The Journey to Artificial Intelligence in the ACH Network

The ACH Network

Have you ever received a Direct Deposit from your employer? Have you ever sent a loved one money via Venmo or Paypal? There are many other kinds of transactions that fall under this category, but chances are, you have come into contact with the ACH Network. The ACH Network, also known as the Automated Clearing House Network, is a network that is used to electronically transfer money between bank accounts in the US. The ACH Network is governed by a Financial Institution that creates and enforces the rules required for the ACH Network to operate safely and efficiently. If a transaction is flagged as a risk, it is the Financial Institution’s responsibility to investigate the transaction and determine if the Originator broke the rules.

The Original Way

About 4 million transactions are sent through the ACH Network weekly and the amount is constantly growing. In the past, the Financial Institution leveraged a third-party system that analyzed all 4 million transactions using the rules that the Financial Institution had created. The system flagged about 2000 that were potential risks. Then, someone would go through all 2000 transactions flagged and determine if they were actual risks. If they find a risky transaction, a case gets created and the person could potentially be fined for fraudulent activity or affecting the health of the ACH Network. 

The Challenge

The challenge that the Financial Institution faced was that not only were there thousands of transactions to sift through, they were unable to close the application without losing all of the alerts. Once the application was closed, any record of the alerts was gone. Because there was no coming back to the alerts once the application was opened, all 2000+ alerts had to be analyzed within one sitting. The other challenge was that querying the data would take a long time, so the system would time out and not give any results back. All of this prompted the Financial Institution to depart from the third-party system and build their own.

The Journey Begins

In 2019, Wiweeki started their journey with the Financial Institution to improve and optimize their Risk Analysis System. Since the alerts were constantly deleted, Wiweeki was working with virtually no data. “What we did have was the rules that the Financial Institution applies to each ACH transaction,” says David Winslow, Sr. Data Scientist at Wiweeki, “so we could implement those rules and that would narrow it down to about 1300 alerts.” So, Wiweeki went on to build a rule-based artificial intelligence model defined by “if-then” statements using the predetermined rules.

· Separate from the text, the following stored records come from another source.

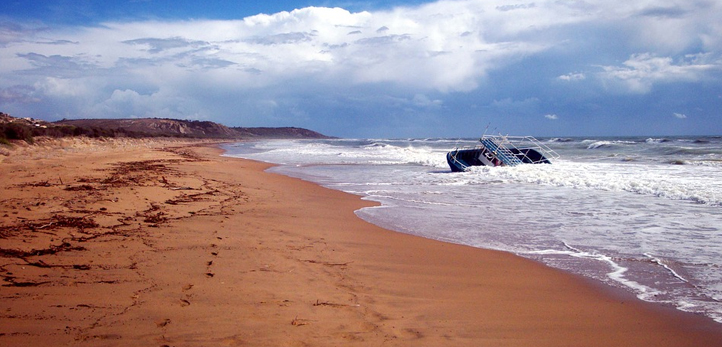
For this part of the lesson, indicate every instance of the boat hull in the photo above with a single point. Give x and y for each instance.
(460, 160)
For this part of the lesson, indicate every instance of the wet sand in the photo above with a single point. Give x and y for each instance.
(169, 244)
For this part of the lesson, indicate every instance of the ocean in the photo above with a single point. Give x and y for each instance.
(638, 213)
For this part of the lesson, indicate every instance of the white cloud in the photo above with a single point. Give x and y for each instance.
(264, 64)
(680, 115)
(641, 71)
(575, 76)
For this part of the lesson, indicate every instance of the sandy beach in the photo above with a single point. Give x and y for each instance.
(166, 243)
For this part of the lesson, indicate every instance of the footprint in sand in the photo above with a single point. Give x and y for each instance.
(162, 323)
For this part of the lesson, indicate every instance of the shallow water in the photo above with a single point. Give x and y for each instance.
(636, 213)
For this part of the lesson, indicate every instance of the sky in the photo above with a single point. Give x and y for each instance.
(372, 69)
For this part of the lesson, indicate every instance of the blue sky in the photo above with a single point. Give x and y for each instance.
(372, 68)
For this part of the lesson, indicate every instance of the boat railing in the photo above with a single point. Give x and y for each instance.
(514, 150)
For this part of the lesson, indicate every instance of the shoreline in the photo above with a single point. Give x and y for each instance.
(183, 246)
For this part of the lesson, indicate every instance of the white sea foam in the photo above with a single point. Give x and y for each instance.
(633, 219)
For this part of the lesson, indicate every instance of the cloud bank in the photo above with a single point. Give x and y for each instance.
(413, 69)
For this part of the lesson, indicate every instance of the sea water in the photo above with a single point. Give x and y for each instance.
(643, 214)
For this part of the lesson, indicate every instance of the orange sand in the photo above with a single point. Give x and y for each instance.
(128, 244)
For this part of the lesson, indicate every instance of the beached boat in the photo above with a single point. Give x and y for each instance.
(495, 150)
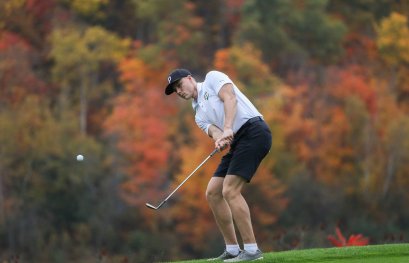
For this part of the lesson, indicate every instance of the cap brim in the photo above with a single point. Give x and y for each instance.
(169, 89)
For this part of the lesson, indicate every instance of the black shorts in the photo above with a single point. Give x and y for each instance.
(250, 145)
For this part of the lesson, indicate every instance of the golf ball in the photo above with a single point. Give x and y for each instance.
(80, 157)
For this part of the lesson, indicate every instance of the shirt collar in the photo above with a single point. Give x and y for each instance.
(195, 103)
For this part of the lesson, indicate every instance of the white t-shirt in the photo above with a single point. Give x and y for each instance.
(209, 107)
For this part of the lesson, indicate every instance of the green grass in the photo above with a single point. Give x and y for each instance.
(393, 253)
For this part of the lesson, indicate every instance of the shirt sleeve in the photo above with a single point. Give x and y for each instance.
(217, 80)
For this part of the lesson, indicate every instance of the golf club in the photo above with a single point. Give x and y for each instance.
(187, 178)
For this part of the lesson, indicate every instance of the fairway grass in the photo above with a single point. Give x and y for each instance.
(390, 253)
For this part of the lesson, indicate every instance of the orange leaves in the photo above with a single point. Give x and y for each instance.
(139, 120)
(353, 81)
(353, 240)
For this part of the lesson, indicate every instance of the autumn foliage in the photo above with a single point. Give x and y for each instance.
(353, 240)
(87, 77)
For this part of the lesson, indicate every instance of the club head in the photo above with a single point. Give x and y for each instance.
(151, 206)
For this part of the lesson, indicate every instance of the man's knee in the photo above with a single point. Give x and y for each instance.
(213, 195)
(229, 193)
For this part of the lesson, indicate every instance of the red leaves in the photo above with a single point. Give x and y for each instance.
(353, 240)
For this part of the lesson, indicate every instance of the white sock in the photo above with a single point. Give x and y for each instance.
(233, 249)
(251, 248)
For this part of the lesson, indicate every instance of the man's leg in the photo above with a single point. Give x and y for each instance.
(231, 192)
(221, 210)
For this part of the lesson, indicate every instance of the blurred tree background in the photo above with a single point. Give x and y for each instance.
(329, 76)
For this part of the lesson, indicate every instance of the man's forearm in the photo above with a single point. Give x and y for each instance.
(214, 132)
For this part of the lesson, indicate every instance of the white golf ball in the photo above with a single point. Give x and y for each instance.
(80, 157)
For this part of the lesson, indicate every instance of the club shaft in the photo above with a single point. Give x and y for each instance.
(187, 178)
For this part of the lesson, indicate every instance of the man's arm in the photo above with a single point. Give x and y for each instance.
(214, 132)
(229, 99)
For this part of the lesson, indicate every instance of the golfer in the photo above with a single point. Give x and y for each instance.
(230, 119)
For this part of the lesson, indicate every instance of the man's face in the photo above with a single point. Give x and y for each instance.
(185, 88)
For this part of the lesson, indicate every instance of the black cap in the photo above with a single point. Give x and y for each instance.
(174, 76)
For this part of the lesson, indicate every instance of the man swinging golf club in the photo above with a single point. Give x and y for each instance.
(224, 113)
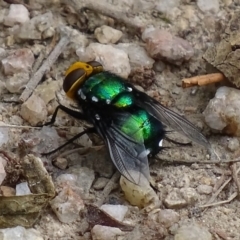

Not only did Wiweeki build an AI model for the Financial Institution, they also built a reporting engine on top of it instead of deleting the alerts after they’ve been investigated. The Financial Institution was then able to create reports with filter criteria so they could drill down to the details of every transaction. “Now, if the Financial Institution wants the details of a transaction that happened at a certain time in the past, they can easily get to it, unlike before,” says Venkatesh Kalluru, CTO of Wiweeki. 

The Journey Continues

Of the 1300 transactions that get flagged every week, only an average of two go through as risks that need to be investigated. Right now, there is no automated process that goes through the 1300 alerts to get to the truly risky ones. This is where Wiweeki sees room for more innovation.

“Now that we have over two years worth of data, we can build a smarter model,” says Mr. Winslow. 

“We are going to build a machine learning classification engine that will go through the 1300 alerts. Based on the historical evidence of which kinds of alerts were flagged as true risks versus resolved, the AI software will flag the ones that are high risk and alert the Risk Manager to watch out for them immediately,” says Mr. Kalluru. With smarter AI, 1300 alerts will be reduced to only a handful. 

The more data and the more decisions made, the smarter and more accurate the machine learning model will become. When the Risk Manager makes decisions, they are looking at things outside of the original rule, running reports, and so on. “We want to be able to replicate that thought process and do the decision-making work for them so they can focus on other work that requires a human brain,” says Mr. Winslow, “and we can do that with artificial intelligence by looking at what they’ve done in the past, getting feedback, and applying it to the model.”

It is Wiweeki’s mission to keep the ACH Network healthy and to make continuous improvements that will minimize human effort and increase efficiency. “There is no end in data analytics,” says Mr. Kalluru, “just constant evolution.”